The color-magnitude distribution of small Jupiter Trojans

TL;DR

This study analyzes the size and color distribution of Jupiter Trojans, revealing a shift towards less-red objects among smaller Trojans and providing insights into their collisional evolution.

Contribution

It presents the first comprehensive magnitude and color distribution of Trojans over a wide size range, combining survey data with catalog analysis and modeling.

Findings

The magnitude distribution follows a broken power law with a specific break magnitude.

The $g-i$ color decreases with increasing magnitude, indicating more less-red objects among smaller Trojans.

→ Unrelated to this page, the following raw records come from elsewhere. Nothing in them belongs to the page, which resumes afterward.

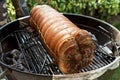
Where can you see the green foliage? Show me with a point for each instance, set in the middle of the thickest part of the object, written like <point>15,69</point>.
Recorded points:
<point>102,9</point>
<point>10,9</point>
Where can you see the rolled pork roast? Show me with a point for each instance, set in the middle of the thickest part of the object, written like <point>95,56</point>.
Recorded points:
<point>71,48</point>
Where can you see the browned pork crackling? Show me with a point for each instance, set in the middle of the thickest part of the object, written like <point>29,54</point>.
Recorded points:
<point>72,48</point>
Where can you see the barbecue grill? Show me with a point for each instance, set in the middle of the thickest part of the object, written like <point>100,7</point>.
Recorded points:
<point>23,55</point>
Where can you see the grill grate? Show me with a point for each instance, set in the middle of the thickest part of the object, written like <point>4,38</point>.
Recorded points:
<point>36,59</point>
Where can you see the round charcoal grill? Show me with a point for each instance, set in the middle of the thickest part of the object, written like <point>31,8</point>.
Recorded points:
<point>23,54</point>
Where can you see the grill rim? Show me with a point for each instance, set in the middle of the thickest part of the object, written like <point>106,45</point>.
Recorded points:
<point>44,75</point>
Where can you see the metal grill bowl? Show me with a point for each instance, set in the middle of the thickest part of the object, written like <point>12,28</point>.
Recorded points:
<point>104,32</point>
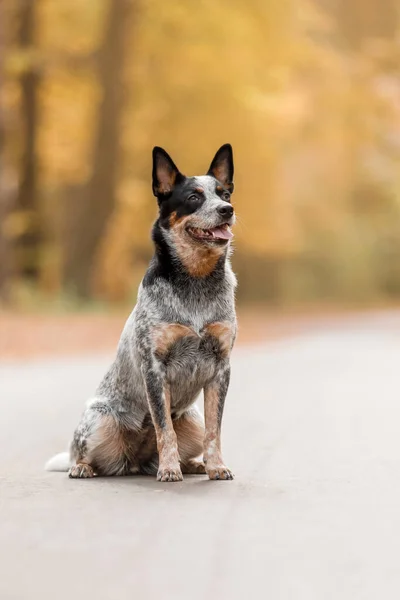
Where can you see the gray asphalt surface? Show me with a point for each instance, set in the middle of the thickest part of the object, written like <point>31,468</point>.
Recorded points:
<point>311,430</point>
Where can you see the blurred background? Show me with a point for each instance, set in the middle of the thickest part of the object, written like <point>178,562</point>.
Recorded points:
<point>307,92</point>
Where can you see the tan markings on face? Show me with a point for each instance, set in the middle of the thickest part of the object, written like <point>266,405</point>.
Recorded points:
<point>224,333</point>
<point>199,260</point>
<point>165,335</point>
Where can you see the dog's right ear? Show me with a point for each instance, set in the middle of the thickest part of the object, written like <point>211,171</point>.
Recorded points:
<point>165,173</point>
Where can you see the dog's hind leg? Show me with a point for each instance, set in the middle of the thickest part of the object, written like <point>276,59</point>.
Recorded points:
<point>189,429</point>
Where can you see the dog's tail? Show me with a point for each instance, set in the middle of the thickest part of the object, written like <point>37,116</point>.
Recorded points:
<point>59,462</point>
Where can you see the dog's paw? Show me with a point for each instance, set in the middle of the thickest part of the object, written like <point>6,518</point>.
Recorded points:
<point>169,474</point>
<point>194,467</point>
<point>219,473</point>
<point>81,471</point>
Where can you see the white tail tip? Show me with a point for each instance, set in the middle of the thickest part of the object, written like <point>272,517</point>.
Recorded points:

The results support hypotheses about collisional and color evolution of Trojans.

Abstract

We present an analysis of survey observations targeting the leading L4 Jupiter Trojan cloud near opposition using the wide-field Suprime-Cam CCD camera on the 8.2 m Subaru Telescope. The survey covered about 38 deg$^2$ of sky and imaged 147 fields spread across a wide region of the L4 cloud. Each field was imaged in both the $g'$ and the $i'$ band, allowing for the measurement of $g-i$ color. We detected 557 Trojans in the observed fields, ranging in absolute magnitude from $H=10.0$ to $H = 20.3$. We fit the total magnitude distribution to a broken power law and show that the power-law slope rolls over from $0.45\pm 0.05$ to $0.36^{+0.05}_{-0.09}$ at a break magnitude of $H_{b}=14.93^{+0.73}_{-0.88}$. Combining the best-fit magnitude distribution of faint objects from our survey with an analysis of the magnitude distribution of bright objects listed in the Minor Planet Center catalog, we obtain the absolute magnitude distribution of Trojans over the entire range from $H=7.2$ to $H=16.4$. We show that the $g-i$ color of Trojans decreases with increasing magnitude. In the context of the less-red and red color populations, as classified in Wong et al. 2014 using photometric and spectroscopic data, we demonstrate that the observed trend in color for the faint Trojans is consistent with the expected trend derived from extrapolation of the best-fit color population magnitude distributions for bright catalogued Trojans. This indicates a steady increase in the relative number of less-red objects with decreasing size. Finally, we interpret our results using collisional modeling and propose several hypotheses for the color evolution of the Jupiter Trojan population.